Detours in Art

WRITTEN BY FAITH FARRELL

After declaring majors no fewer than four times in college (an educational road trip that had pit stops in psychology, communications, theatre and a brief gas station nibble in Swedish), I finally made the sweeping proclamation that I had arrived at my destination: Art.

My poor parents took this blow with grace and undying support. Obviously, they were concerned how I would carve my way in a world where “starving artist” was a literal cliché.

Art degree in hand, after graduation I took a brief job as a camp counselor, a token hiatus hurrah before I officially found a “real” job. Living in group quarters, the camp required everyone to Sharpie our names on our clothing to ensure its return after bulk laundry day. This tiny detail may have been responsible for a crucial detour in the direction of my journey.

After camp, I came home to pave my professional path. I typed letters and resumes, decorating cover letters with glitter. Let it be known: This is how not to get a job.

Luck is in who you know. Fate gave me a friend who worked at a fancy art museum. This friend somehow convinced someone important to interview me for a job.

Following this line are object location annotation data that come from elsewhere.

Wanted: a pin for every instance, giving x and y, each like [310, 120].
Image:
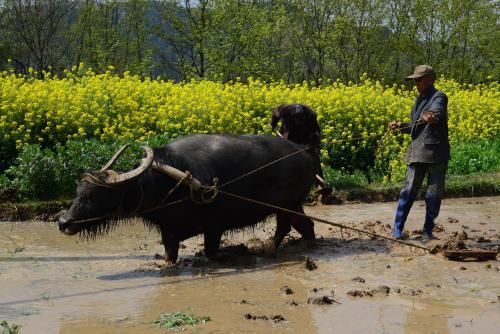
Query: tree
[38, 27]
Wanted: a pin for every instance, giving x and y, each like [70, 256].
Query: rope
[324, 221]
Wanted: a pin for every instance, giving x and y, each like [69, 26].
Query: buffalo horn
[114, 158]
[114, 178]
[175, 174]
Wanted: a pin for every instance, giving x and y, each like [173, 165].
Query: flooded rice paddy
[51, 283]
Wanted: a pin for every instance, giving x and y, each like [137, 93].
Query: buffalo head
[100, 197]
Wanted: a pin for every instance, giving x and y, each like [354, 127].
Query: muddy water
[50, 283]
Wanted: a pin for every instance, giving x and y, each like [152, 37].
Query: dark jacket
[429, 141]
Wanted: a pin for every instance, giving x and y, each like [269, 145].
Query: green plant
[9, 328]
[175, 321]
[475, 157]
[34, 173]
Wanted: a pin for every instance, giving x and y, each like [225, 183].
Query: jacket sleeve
[405, 127]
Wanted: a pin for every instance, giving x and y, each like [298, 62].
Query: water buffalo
[153, 191]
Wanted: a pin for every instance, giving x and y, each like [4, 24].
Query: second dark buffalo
[262, 168]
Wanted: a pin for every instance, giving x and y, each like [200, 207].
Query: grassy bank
[486, 184]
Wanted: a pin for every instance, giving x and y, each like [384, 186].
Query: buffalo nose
[62, 223]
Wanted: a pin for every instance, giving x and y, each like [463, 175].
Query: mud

Still living at home, I crammed an overnight bag with a dozen interview outfit options, barely zipping it shut, and drove to spend the night at my friend’s place near the museum.

Arriving early for my interview, I sat under a low hanging tree in the courtyard, hopefully hiding my nerves under the large branches that grazed my head and overnight bag. I unzipped my overfilled bag to grab an extra résumé, but suddenly it was go-time. Hastily cramming everything back in the bag while checking my hair for leaves, I marched into my future.

During the interview, I realized that working at a museum and being an artist were two separate worlds. Nonetheless, I wanted this job. The interview went well; I was eager and bright eyed, convinced this was my path to being an artist.

The days trodded on until the fateful phone call: “Thank you for interviewing, but we selected someone else. Also, you left something here.”

To be frank, I couldn’t think of what it might be. I had my wallet, keys and overnight bag (which I never opened during the interview), so I asked what it was.

“Well,” she said, followed by the longest silence in the world, “it’s your bra. Someone found it hanging on a tree outside. Your name is written on it.”

Panic swallowed me into an abyss of horror as I recalled my camp requirement of labeling our clothes. Somehow, those branches snagged the spare bra from my opened bag, playing a cruel, cosmic joke on my career.

No wonder I didn’t get the job.

Time is a wise healer; it prescribes us hindsight. Not getting that job has led me to this moment, and I’m grateful for what I’ve achieved – and relieved for what I haven’t.

Branches may snag both blueprints and bras beneath us, rerouting us to paths we hadn’t considered. Leaning into the detour, new landscapes can now unfurl.

Thus, there was no need to reclaim that bra. Perhaps it still sits in the museum’s lost and found, the faded Sharpie of my name as proof that I do have a signed work in a museum.